Presenting performance as a political act - both by reflecting the politics around us as well as by celebrating queer performers themselves - is not unique to Cabaret. It’s a notion that has been a constant in the world before 1972 (when the film was released) and in the time since. The current series of Ru Paul’s Drag Race is operating under an election theme, in reference to the run up to the US election itself. Films like Hedwig and the Angry Inch (2001) and Rent (2005) offer up politicised performances that reflect LGBT issues and, while movies like Milk (2008), Moonlight (2016) and Brokeback Mountain (2005) aren’t musicals in themselves, the plots and performances are heavily entrenched in a mixture of queer and political topics.
The musicals mentioned above follow similar rules to Cabaret, by hiding political meanings behind a creative curtain. The issues that unfold in the worlds around the main characters are reflected in their personal turmoil. Both Hedwig and the Angry Inch and Rent revolve around trans leads, and titular characters Hedwig and the former film’s Angel rebel in their own spaces not just by being, but raucously filling rooms with their performances, their appearances and their joy. There is a point to be made that whether your enemies are Nazis, the AIDs crisis or having your hit songs stolen, by providing joy in the darkest of times, characters like Hedwig, Angel and Sally Bowles inspire hope; and hope is the real reason anyone rebels with a protest, or even in one’s presence on the street or the stage – in the hope that things will change.

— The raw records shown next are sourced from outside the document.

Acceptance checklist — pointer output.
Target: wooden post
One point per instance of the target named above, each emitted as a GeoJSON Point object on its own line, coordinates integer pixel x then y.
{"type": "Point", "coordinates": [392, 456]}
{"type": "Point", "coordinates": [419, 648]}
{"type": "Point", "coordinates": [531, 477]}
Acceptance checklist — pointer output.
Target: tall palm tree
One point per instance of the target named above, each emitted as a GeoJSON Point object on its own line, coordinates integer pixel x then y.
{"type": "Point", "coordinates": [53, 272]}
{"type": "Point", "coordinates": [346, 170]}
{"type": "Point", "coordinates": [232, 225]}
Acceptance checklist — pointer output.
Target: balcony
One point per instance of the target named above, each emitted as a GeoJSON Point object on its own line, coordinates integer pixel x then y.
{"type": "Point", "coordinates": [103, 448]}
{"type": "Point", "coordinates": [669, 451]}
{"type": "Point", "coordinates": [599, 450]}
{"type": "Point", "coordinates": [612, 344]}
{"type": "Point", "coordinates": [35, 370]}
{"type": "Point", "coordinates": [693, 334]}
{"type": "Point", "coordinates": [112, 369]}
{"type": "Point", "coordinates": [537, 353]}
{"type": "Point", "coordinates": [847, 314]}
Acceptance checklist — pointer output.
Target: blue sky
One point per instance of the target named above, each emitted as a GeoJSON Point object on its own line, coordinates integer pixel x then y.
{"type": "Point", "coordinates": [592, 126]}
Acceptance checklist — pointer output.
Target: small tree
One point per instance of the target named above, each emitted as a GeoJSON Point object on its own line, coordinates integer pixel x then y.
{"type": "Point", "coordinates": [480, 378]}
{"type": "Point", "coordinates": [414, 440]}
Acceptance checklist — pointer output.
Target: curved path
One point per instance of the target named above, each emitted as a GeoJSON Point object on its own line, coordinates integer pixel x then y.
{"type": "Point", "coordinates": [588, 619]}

It is also worth noting that telling queer stories on film and television is revolutionary in itself, when considering the history of LGBTQ film and the fact that it wasn't until 1965’s Inside Daisy Clover that a queer character was depicted as anything other than suicidal or evil in mainstream cinema. Not only is Cabaret a protest against the society in which it is set, its very production also challenges the society in which it was made just 40 years later.
Even more than just getting the film Cabaret made in a deeply homophobic American cinema industry, the critical and box office success (the film grossed 42.8 million dollars and was made on a budget of just 6 million) of an obviously queer and obviously political film just three years after the Stonewall protests makes Cabaret a victorious protest in itself. This notion is also reflected in the film, that queer and political performance can be appreciated by those it is actively critiquing - be that a homophobic cinema audience or the Nazis sat in the front row of the Kit Kat club.
The notion of performance being all around us, and not just confined to the stage or screen is exemplified also in the final song of Cabaret, the eponymous Life is a Cabaret. As the song reinforces that life is just as much of a performance as those shown in the club, it also follows that if queer performance is a protest, so too is queer existence. By living boldly and brightly as themselves, within the walls of the Kit Kat club and on the streets of Nazi Germany, Brian Roberts and Sally Bowles are protest personified.
Cabaret is a film with no marches, no sit-ins, no moments of silence and no demonstrations. The acts of defiance found within the film are made through politically charged performances and a cast of characters unapologetically being themselves at a time where being so could ultimately be punishable by death. In a world where Nazis proclaim in the streets that ‘tomorrow belongs to them,’ the Bowles, Roberts and compères of Cabaret prove that it does not, simply by existing where they are not wanted.